In the United States, the American group Eli Lilly announced last week that it had started testing two specific therapies against the coronavirus based on antibodies on patients. If the trials go as planned, the treatments could be marketed as early as the fall, well before the arrival of a vaccine, not expected before 2021 despite the efforts of the hundred laboratories on the spot.
What about vaccines?
Remember that today, 95 vaccines are still in the running and the first clinical trials on humans are starting around the world. A Chinese laboratory has just started the second phase of clinical trials, which involves humans, to find a vaccine against the coronavirus. The Institut Pasteur will have the first results in October to find out if its vaccine, based on a modification of the one used against measles, is effective against Covid-19.
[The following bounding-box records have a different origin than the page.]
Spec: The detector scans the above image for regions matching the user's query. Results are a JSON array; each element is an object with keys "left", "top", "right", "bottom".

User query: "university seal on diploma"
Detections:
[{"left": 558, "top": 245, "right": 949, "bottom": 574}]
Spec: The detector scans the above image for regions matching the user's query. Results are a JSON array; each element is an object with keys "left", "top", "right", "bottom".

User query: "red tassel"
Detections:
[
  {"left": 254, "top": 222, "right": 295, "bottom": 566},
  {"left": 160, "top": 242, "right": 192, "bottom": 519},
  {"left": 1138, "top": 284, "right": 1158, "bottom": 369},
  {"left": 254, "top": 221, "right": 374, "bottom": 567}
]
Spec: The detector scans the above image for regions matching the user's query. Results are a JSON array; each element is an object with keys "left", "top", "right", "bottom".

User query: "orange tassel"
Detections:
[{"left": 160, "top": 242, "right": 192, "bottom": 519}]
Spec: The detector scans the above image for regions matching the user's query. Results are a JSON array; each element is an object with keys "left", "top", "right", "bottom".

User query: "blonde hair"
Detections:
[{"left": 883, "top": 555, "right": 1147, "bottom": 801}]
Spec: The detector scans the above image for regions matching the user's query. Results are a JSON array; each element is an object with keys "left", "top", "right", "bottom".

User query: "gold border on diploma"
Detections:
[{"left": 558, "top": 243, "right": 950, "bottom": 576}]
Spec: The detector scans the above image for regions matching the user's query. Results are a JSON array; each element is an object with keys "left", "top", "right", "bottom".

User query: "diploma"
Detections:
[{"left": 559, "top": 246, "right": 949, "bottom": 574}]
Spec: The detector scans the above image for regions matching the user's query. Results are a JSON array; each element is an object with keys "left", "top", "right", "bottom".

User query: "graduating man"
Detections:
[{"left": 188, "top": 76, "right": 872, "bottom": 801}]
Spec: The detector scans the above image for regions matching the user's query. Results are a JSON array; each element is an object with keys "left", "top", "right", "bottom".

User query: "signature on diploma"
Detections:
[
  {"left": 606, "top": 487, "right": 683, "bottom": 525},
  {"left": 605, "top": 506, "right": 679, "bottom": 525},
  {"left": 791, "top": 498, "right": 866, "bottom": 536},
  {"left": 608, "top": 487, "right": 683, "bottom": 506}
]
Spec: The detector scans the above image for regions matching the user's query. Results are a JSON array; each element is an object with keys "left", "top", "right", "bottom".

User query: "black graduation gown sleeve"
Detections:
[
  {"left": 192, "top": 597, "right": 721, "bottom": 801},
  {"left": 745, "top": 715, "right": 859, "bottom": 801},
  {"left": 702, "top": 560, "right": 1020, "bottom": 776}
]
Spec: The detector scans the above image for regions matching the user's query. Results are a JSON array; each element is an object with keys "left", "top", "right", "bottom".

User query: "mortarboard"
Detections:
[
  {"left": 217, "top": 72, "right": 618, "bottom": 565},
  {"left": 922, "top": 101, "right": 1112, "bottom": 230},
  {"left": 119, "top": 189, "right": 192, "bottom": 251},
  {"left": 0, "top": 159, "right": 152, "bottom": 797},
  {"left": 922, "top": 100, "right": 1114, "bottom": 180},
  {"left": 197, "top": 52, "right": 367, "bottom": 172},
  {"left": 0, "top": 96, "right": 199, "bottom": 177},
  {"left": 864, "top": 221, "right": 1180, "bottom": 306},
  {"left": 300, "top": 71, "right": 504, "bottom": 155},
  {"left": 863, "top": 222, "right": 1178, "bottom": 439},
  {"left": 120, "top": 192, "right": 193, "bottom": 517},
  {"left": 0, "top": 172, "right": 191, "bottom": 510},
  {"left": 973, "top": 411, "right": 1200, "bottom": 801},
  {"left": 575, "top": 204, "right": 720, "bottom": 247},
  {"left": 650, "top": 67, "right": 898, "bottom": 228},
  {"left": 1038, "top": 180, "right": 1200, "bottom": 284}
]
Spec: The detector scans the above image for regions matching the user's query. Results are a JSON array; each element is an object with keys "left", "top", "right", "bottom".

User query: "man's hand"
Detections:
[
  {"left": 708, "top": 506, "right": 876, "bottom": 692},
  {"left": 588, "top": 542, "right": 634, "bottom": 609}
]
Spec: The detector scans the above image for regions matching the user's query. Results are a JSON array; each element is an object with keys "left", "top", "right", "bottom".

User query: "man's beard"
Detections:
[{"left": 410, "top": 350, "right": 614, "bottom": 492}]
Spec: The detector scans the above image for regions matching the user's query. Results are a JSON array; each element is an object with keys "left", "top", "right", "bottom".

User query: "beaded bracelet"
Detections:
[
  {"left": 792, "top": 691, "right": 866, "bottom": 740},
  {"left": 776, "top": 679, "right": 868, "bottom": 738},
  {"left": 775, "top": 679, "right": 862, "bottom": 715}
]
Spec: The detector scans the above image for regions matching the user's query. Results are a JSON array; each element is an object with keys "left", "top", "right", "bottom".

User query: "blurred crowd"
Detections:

In Europe, the hope of a vaccine rests above all on the British laboratory AstraZeneca, which works with the University of Oxford (United Kingdom). The project is “based on viral vectordescribes Olivier Nataf, president of AstraZeneca France, to France info. You take a virus that is inactivated, we change its genetic code to insert the genetic code that will make it possible to produce the coronavirus protein. By producing this protein, the patient will be able to develop an immune response against the characteristic protein of the coronavirus.“It is currently being tested on several thousand patients in the UK, Brazil and the US, where the virus is still circulating very actively. “The studies we are currently conducting will allow us to have results in the fall”, promises Olivier Nataf.